It can be difficult at times being a caregiver to a person with dementia. Without help from those who’ve been there, it’s easy to get overwhelmed. As the disease progresses, the person loses skills and abilities that were once natural, requiring more help from you. He or she may engage in unusual or unsafe behaviors that are challenging to cope with, like hoarding or wandering. Low stress thresholds turn seemingly simple things, like a noise or a particular tone of voice, into triggers that can bring on anger or other kinds of stress.
Sometimes it seems that as soon as you’ve learned how to cope with one situation, things change again. Interventions that worked yesterday no longer work today, or a new difficult behavior emerges. And sometimes a person’s skills, behavior, and memory fluctuate wildly from day-to-day or even within a single day.
There’s no magic wand, but with the right know-how, you can make caregiving easier and safer.

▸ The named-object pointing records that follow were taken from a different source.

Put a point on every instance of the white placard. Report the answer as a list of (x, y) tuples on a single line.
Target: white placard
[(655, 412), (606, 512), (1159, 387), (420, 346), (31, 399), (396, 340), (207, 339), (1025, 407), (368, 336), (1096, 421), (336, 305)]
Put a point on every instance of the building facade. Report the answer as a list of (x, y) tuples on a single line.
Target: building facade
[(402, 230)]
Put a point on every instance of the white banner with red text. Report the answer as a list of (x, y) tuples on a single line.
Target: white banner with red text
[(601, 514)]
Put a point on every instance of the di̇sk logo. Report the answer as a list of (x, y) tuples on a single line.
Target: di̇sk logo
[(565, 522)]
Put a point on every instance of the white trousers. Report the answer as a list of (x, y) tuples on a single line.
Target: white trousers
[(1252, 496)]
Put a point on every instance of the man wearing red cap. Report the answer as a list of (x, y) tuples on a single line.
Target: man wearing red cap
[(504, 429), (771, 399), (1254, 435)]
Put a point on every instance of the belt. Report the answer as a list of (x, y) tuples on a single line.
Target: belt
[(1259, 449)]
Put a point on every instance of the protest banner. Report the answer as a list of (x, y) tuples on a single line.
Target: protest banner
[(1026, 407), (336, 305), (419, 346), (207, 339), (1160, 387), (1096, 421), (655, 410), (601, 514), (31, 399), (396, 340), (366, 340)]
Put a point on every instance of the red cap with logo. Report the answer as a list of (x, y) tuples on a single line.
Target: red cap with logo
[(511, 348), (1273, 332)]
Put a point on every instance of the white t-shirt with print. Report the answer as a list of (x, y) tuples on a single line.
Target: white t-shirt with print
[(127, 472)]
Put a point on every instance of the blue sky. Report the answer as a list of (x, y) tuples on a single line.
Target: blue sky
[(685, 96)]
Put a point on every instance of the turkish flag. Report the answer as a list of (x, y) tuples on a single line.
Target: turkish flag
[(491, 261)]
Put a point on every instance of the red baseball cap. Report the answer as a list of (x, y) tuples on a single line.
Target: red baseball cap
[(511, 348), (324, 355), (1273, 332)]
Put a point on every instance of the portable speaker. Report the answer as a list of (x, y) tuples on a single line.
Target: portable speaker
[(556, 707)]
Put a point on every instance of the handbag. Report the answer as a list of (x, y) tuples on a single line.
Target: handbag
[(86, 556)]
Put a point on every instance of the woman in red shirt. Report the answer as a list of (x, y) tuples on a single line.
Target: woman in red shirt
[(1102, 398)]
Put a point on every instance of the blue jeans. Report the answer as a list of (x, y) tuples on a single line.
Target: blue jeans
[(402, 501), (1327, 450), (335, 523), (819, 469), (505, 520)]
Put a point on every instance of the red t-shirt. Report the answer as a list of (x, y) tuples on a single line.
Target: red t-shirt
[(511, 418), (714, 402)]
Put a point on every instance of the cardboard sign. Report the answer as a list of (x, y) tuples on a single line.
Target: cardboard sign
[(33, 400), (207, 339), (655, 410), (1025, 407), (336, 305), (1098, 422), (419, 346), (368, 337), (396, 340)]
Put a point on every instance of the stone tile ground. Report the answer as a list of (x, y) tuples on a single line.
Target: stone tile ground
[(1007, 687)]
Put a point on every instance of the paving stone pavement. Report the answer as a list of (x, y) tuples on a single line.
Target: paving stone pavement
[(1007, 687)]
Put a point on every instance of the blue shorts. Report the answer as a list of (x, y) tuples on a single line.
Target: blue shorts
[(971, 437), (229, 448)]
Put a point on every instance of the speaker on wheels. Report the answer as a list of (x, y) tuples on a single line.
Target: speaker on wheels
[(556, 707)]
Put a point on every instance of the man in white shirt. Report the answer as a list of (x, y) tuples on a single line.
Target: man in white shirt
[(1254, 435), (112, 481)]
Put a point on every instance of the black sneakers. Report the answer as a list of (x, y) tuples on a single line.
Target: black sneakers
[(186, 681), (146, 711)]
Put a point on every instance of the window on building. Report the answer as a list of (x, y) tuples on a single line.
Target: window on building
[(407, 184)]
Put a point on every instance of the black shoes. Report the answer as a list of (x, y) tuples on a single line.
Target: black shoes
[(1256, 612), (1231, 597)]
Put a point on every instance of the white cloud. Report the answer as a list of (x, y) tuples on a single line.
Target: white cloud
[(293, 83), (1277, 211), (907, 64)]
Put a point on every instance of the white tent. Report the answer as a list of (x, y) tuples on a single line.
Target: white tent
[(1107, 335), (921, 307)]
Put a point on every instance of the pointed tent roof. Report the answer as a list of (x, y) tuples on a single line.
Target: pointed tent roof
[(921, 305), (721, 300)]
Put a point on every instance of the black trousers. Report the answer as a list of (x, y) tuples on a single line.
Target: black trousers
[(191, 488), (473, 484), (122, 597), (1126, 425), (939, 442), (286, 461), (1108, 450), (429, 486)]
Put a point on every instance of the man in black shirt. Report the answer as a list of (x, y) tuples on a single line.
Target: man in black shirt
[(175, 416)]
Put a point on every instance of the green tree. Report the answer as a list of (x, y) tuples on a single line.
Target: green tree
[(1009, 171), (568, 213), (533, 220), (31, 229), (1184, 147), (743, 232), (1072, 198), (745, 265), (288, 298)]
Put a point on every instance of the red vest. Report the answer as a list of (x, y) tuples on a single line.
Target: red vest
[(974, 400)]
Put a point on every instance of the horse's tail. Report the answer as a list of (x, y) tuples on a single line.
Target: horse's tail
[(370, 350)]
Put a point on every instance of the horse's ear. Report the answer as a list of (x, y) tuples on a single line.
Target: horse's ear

Although most dementias are not curable, there are many positive things you can do to control the symptoms of dementia, including medication, home safety, and care management techniques. This can go a long way toward helping the person still live a meaningful life – to best of their own, unique ability.
Dementia is a brain disorder that seriously affects a person’s ability to carry out daily activities. They lose their ability to solve problems and maintain emotional control, and they may experience personality changes and behavioral problems, such as agitation, delusions, and hallucinations.
Symptoms of dementia can be caused by various conditions, including Alzheimer’s disease, vascular dementia (or stroke), Lewy body dementia, frontotemporal dementia (FTD), Huntington’s disease, and Creutzfeldt-Jakob disease.
Reversible conditions with symptoms of dementia can be caused by a high fever, dehydration, vitamin deficiency, and poor nutrition, bad reactions to medicines, problems with the thyroid gland, or a minor head injury. Medical conditions like these can be serious and should be treated by a doctor as soon as possible.